Pollo guisado con verduras: receta jugosa con arroz basmati
Este pollo guisado con verduras es una receta casera, jugosa y llena de sabor, perfecta para servir con arroz basmati. El pollo se dora primero para ganar intensidad y después se cocina lentamente con pimiento, calabacín, zanahoria, puerro, tomate y un toque de brandy que deja una salsa aromática y muy apetecible.
Ingredientes
Piernas de pollo partidas por la mitad 2 unidades
Cebolla 1/2 unidad
Puerro 1/2 unidad
Calabacín 1/2 unidad
Zanahoria 1 unidad
Pimiento verde 1 unidad
Pimiento rojo 1/2 unidad
Tomate maduro 1 unidad
Tomate concentrado 1 cucharada
Pimentón dulce 1/2 cucharadita
Brandy 1 vaso de café
Aceite de oliva virgen extra 20 ml
Agua cantidad suficiente para cubrir parcialmente el pollo
Sal al gusto
Pimienta negra al gusto
Arroz basmati 120 g
Preparación
Comienza secando bien las piezas de pollo con papel de cocina. Este paso ayuda a que la piel se dore mejor y no se cueza antes de tiempo. Salpimenta las piernas de pollo por todos los lados y calienta una cazuela amplia con el aceite de oliva virgen extra. Cuando el aceite esté caliente, incorpora el pollo con la piel hacia abajo y dóralo bien por ambas caras, sin moverlo demasiado al principio. La idea es conseguir un color tostado que después dará mucha profundidad a la salsa.
Cuando el pollo esté bien dorado, retíralo de la cazuela y resérvalo en un plato. En esa misma cazuela quedarán los jugos pegados al fondo, que son la base del sabor del guiso. Pela y corta la cebolla, la zanahoria, el puerro, el calabacín, el pimiento verde, el pimiento rojo y el tomate en dados medianos. Añade primero la cebolla, el puerro, la zanahoria y los pimientos, ya que son las verduras que necesitan más tiempo para ablandarse. Cocina a fuego medio con una pizca de sal, removiendo de vez en cuando.
Cuando las verduras empiecen a estar tiernas y ligeramente pochadas, incorpora el calabacín y deja que se cocine unos minutos más. Añade después el tomate natural troceado y el tomate concentrado. Remueve bien para que se integren con el sofrito y deja que el tomate pierda parte de su agua. Este punto es importante para que la salsa no quede aguada y tenga un sabor más redondo.
Aparta la cazuela unos segundos del fuego o baja la intensidad al mínimo antes de añadir el pimentón dulce, para evitar que se queme. Remueve rápidamente y vierte el brandy. Sube un poco el fuego y deja que reduzca durante unos minutos, hasta que se evapore el alcohol y quede solo su aroma. Verás que la salsa empieza a tomar un color más intenso y una textura más sabrosa.

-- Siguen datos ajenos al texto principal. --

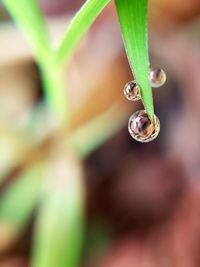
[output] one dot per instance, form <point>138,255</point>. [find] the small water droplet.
<point>132,91</point>
<point>141,128</point>
<point>157,77</point>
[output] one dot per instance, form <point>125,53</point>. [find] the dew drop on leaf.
<point>141,128</point>
<point>132,91</point>
<point>157,77</point>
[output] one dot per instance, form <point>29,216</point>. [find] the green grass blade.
<point>59,228</point>
<point>78,27</point>
<point>133,20</point>
<point>28,16</point>
<point>18,201</point>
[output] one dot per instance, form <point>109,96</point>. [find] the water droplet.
<point>132,91</point>
<point>157,77</point>
<point>141,128</point>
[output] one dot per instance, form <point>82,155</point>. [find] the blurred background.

Devuelve el pollo a la cazuela, colocándolo entre las verduras. Añade agua hasta cubrir parcialmente las piezas, sin sumergirlas por completo. Tapa la cazuela y cocina a fuego lento durante unos 30 minutos, vigilando de vez en cuando que no se quede sin líquido. Si la salsa reduce demasiado pronto, añade un poco más de agua caliente. Durante la cocción, gira las piezas de pollo una vez para que se impregnen bien por todos los lados.
Mientras el pollo termina de hacerse, cuece el arroz basmati en abundante agua con sal o siguiendo las instrucciones del paquete. Para que quede suelto, conviene lavarlo antes bajo el grifo hasta que el agua salga casi clara. Una vez cocido, escúrrelo bien y resérvalo tapado hasta el momento de servir.
Cuando el pollo esté tierno y la salsa haya espesado ligeramente, apaga el fuego y deja reposar el guiso unos minutos. Este reposo permite que los sabores se asienten y que la carne quede más jugosa. Sirve el pollo guisado con verduras acompañado del arroz basmati y riega todo con una buena cucharada de salsa.
Como variante, puedes añadir unas hierbas aromáticas como tomillo o laurel durante la cocción, o incorporar una punta de guindilla si quieres un toque ligeramente picante. Para una presentación más vistosa, coloca el arroz en la base del plato, reparte las verduras por encima y termina con las piezas de pollo bien napadas con la salsa. ¡Buen provecho!